Simon/Renaud Cohen donc, l’un et l’autre indissociables d’un film en forme d’autobiographie ironique, où les auteurs français ont encore quelque chose à dire mais plus les moyens de le faire. Cohen fait jouer ses parents, sa femme et ses enfants ; se met en scène réclamant des subventions au mégaphone devant les locaux du CNC ; fait la quête dans le métro « pour le cinéma français ». Au cas où je n’aurais pas la palme d’or est un méta-film : toutes les étapes de production y sont représentées, des tracasseries administratives de dossiers à adresser aux institutions à l’autofinancement et au tournage dans son salon. Si l’ensemble est réussi, c’est grâce au savant mélange opéré par Renaud Cohen : ni dans l’auto-apitoiement, ni dans la franche critique d’un système vicié, son film se présente plutôt comme état des lieux personnel d’un cinéaste qui a passé si longtemps à angoisser de ne plus refaire de film qu’il avait oublié qu’il pouvait encore le faire.
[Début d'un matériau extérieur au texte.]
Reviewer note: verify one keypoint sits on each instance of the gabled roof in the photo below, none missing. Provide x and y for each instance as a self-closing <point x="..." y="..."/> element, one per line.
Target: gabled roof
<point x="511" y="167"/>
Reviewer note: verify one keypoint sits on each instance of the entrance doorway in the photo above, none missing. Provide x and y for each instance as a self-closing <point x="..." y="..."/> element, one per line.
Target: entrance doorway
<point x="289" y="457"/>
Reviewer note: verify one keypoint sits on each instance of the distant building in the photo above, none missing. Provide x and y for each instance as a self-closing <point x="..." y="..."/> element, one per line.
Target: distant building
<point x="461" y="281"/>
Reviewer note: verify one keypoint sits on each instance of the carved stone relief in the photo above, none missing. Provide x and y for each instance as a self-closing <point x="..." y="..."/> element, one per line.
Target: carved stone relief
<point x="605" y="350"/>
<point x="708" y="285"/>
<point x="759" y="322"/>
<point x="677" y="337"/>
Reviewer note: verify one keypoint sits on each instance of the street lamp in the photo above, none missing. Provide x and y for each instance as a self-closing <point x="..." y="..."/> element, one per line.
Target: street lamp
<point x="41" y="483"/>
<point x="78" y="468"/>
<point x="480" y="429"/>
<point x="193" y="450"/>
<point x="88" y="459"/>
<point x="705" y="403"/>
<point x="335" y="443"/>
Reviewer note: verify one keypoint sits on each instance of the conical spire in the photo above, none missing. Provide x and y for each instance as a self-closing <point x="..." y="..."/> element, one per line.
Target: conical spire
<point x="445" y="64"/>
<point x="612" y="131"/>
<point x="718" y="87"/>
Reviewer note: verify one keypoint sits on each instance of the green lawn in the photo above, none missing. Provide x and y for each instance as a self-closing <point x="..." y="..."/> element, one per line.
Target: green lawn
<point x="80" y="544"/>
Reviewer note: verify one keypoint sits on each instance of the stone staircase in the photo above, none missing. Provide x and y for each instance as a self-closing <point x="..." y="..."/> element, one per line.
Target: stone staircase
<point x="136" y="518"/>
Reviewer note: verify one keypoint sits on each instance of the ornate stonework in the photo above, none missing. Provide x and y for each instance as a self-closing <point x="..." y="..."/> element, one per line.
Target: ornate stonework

Au cas où je n’aurais pas la palme d’or rappelle par instants Je fais feu de tout bois, le film de Dante Desarthe sorti plus tôt dans l’année. Même amour d’un cinéma artisanal et fauché, même constat d’échec pris avec ironie, même génial humour-propre, doublé ici d’un recul drôlissime pris sur la communauté juive, comme dans cette scène où, inquiet de sa bosse crânienne, Simon se prend à rêver qu’il n’est pas seul. « Si c’était ça, le secret des Juifs ? Sous la kippa, il y a une bosse qui se cache. Une bosse ethnique, la bosse des Juifs. » Pas forcément très inspiré d’un point de vue de l’image et parfois alourdi par un propos volontariste appuyé (en gros, quand on veut on peut), le film de Renaud Cohen compense par des dialogues bien écrits et un casting irréprochable (Bruno Todeschini, Julie Gayet, Samir Guesmi). Il y a du Podalydès chez Cohen, qui manie subtilement autodérision et une conscience très précise de ce qu’est le cinéma, comme la place qu’il occupe dans celui-ci. À la fin du film, Simon dit : « Si je meurs, je veux qu’on écrive sur ma tombe : Il a essayé. Et s’il avait vécu plus longtemps, il aurait peut-être eu la palme d’or ».  Tant qu’il y a des films, il y a de l’espoir.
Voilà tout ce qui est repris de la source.